What is an example of a real world situation that implies the perpendicular bisector theorem?

Answer 1

Hint: For solving this question you should know about the perpendicular bisector theorem. According to the definition of perpendicular bisector theorem, if a line divides another line segment into two equal halves, through its midpoint at ${{90}^{\circ }}$, it is known as the perpendicular bisector of that line segment. And the theorem states that any point on the perpendicular bisector is equal from the end points of the line segment.

Complete step-by-step solution:
According to our question we have to give an example of a real application of perpendicular bisector theorem. As we know that if any lines divide the other line into two equal halves or at the midpoint of that line at an angle of ${{90}^{\circ }}$, then it is known as the perpendicular bisector of that line segment. And the perpendicular bisector theorem states that all the points at the perpendicular line are always equal to both end points of this line.
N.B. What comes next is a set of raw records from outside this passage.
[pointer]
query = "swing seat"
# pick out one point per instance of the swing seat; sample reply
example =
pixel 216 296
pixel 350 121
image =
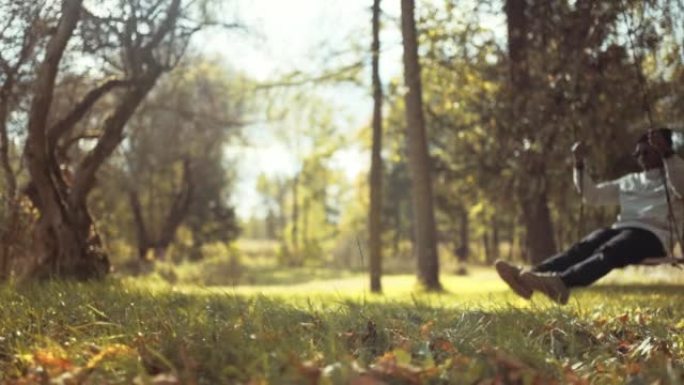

Perpendicular bisector theorem

In this figure
MT = NT
MS = NS
MR = NR
MQ = NQ
If we see the real life example of perpendicular bisector theorem, then we can see the volleyball net at any beach. The figure of that would be like this:

So, according to the diagram it is clear that the pole of the volleyball at the beach is standing with the help of ropes AB = AC and BD = CD. And by measuring we can see that AC and CD and AB and BD have equal lengths, which implies the perpendicular bisector theorem.
So, the example for a perpendicular bisector theorem is a volleyball net’s pole at the beach.

Note: If we see the diagram of perpendicular bisector theorem, then it is clear that we can also calculate the length of the pole if this is not given. And if the question asks to calculate the length of the arms, then all of these can be calculated by Pythagoras theorem which is ${{x}^{2}}={{y}^{2}}+{{z}^{2}}$.